The corrections officers' federal lawsuit claims they were hurt due to staff shortages, a failure to fix broken cell doors, or leaving violent and mentally ill inmates unrestrained.
"When state employees create dangers, it violates their right to the sanctity of their body, and violates their right to be safe," plaintiffs' lawyer Scott Zwillinger said.
The corrections officers also claim their constitutional rights were violated because they were not warned of inmates' threats or given adequate training.
In the 9th District U.S. Court of Appeals Wednesday, a lawyer for the State of Arizona argued for the case to be thrown out because of qualified immunity.
"None [of the corrections officers] allege that they were tricked into accepting their jobs or that on the day of their respective assaults, they protested the unit they were assigned to or the task they were assigned," the defendants' attorney, Nicholas Acedo, said. Acedo added the plaintiffs were previously aware of the alleged understaffing and broken cell door locks.
"What they are arguing that because they are public officials, and we brought a lawsuit under federal law, that any mistakes that they made were either reasonable mistakes, or they couldn't have known that their actions were going to harm my clients," Zwillinger explained.

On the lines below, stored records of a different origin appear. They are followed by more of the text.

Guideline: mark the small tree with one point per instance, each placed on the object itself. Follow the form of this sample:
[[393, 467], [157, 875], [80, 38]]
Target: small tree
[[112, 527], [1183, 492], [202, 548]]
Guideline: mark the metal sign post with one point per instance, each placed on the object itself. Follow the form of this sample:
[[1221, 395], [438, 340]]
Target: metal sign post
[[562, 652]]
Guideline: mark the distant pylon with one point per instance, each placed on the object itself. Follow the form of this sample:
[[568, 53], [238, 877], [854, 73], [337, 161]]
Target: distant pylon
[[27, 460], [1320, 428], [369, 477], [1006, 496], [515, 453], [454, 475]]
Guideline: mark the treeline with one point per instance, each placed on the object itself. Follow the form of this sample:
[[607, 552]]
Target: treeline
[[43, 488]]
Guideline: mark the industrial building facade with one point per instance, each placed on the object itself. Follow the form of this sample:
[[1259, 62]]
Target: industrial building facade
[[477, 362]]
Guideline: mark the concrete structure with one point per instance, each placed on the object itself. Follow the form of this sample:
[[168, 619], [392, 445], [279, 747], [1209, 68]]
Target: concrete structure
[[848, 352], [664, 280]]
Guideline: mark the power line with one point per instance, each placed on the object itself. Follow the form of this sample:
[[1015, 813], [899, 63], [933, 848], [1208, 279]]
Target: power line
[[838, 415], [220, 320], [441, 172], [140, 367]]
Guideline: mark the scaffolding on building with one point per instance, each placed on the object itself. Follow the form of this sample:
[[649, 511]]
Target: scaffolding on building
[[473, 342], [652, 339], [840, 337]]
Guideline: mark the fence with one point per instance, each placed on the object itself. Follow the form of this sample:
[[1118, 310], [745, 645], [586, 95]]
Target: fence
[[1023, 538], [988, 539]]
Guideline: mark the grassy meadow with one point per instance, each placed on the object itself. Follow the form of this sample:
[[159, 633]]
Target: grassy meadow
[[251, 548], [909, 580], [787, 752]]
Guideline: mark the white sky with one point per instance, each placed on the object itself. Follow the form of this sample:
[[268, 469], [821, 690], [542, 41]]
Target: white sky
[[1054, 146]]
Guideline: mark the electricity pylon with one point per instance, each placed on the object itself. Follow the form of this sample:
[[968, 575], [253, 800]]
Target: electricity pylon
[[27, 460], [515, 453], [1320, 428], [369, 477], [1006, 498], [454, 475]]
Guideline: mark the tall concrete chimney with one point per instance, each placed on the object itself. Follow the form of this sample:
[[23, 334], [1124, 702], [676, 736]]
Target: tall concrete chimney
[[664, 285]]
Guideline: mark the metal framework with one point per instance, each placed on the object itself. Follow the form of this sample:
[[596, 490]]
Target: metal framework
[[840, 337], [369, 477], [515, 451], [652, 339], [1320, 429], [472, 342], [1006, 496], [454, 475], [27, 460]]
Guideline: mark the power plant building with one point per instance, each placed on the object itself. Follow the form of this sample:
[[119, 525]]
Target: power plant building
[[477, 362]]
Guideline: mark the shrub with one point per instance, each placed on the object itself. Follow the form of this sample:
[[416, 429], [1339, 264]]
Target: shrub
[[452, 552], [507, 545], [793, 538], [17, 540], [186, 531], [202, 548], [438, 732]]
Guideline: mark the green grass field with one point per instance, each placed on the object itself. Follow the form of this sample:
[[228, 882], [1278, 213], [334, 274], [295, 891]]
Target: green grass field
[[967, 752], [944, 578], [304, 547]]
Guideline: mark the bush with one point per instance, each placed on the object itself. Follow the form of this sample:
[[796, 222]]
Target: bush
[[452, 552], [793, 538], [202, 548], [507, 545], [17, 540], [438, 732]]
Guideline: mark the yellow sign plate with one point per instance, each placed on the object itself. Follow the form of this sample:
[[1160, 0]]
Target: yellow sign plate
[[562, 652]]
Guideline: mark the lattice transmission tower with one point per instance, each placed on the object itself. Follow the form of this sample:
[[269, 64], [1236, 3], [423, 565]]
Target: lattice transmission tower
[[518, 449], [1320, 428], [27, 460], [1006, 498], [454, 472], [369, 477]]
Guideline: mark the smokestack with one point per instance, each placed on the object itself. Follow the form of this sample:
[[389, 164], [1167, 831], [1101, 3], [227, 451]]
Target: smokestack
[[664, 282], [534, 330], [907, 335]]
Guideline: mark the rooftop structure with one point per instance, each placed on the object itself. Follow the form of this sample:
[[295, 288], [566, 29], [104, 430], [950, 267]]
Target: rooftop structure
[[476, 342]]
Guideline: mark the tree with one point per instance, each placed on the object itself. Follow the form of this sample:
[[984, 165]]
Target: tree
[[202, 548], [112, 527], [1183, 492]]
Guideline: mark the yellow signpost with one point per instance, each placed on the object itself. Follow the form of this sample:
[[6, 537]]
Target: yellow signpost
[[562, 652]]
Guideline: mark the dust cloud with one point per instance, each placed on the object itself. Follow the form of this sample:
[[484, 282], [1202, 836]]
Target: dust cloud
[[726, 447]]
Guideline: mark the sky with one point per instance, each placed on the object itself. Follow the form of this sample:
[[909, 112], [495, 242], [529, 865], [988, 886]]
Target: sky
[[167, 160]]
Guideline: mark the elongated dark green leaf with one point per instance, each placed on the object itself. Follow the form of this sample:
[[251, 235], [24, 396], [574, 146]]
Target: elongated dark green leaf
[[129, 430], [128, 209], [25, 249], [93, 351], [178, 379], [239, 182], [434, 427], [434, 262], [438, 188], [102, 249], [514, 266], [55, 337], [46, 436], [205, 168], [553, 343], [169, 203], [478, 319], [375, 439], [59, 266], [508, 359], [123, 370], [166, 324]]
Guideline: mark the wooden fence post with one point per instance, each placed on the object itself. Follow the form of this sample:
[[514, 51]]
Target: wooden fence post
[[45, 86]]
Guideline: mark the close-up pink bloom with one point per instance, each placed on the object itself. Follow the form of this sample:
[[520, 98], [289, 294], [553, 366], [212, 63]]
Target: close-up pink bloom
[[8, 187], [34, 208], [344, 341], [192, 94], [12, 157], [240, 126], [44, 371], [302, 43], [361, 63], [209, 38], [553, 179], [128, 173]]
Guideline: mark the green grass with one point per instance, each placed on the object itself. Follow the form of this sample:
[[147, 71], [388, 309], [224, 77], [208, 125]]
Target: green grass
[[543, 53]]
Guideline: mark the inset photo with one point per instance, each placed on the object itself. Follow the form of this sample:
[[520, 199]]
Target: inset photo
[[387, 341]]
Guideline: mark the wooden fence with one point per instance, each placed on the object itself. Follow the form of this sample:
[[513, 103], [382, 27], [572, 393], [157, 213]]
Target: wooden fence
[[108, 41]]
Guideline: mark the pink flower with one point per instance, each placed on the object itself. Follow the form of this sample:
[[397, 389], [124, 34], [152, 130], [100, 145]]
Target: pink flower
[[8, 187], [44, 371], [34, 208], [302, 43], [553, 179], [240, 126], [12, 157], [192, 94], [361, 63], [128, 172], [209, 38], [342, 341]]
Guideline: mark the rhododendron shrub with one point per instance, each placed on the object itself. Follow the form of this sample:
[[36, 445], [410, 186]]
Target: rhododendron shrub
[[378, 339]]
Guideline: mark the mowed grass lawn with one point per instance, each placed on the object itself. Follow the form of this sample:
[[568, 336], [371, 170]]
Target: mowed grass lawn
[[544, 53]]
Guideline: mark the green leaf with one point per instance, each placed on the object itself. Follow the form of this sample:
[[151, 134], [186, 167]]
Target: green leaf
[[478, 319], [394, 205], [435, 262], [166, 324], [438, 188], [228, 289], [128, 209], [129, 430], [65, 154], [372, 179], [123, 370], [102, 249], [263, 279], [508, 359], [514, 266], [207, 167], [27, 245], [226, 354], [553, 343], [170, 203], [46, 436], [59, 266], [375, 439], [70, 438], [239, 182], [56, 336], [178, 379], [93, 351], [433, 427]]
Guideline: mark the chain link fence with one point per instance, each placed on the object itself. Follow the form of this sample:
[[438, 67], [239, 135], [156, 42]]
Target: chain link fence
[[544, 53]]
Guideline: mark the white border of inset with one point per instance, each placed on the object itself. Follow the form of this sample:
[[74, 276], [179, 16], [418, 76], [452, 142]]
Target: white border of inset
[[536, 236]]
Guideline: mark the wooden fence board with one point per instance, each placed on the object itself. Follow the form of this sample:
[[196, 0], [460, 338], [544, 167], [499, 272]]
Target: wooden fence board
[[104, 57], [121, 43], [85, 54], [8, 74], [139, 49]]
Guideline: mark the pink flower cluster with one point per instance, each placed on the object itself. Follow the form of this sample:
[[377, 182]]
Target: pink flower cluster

In court filings, the state's lawyers said, "the court should decline to open this Pandora's box" because the "liability would be endless" for states with many "public employees who routinely perform dangerous public-safety functions."
"Granted prison, jails are inherently dangerous to a degree, and then there is gross negligence on the part of the administration to let the inmates run the asylum, and that's what they're doing," Russett said.
Whether the officers win or lose in court, they want the Arizona Department of Corrections to make prisons safer for officers and inmates.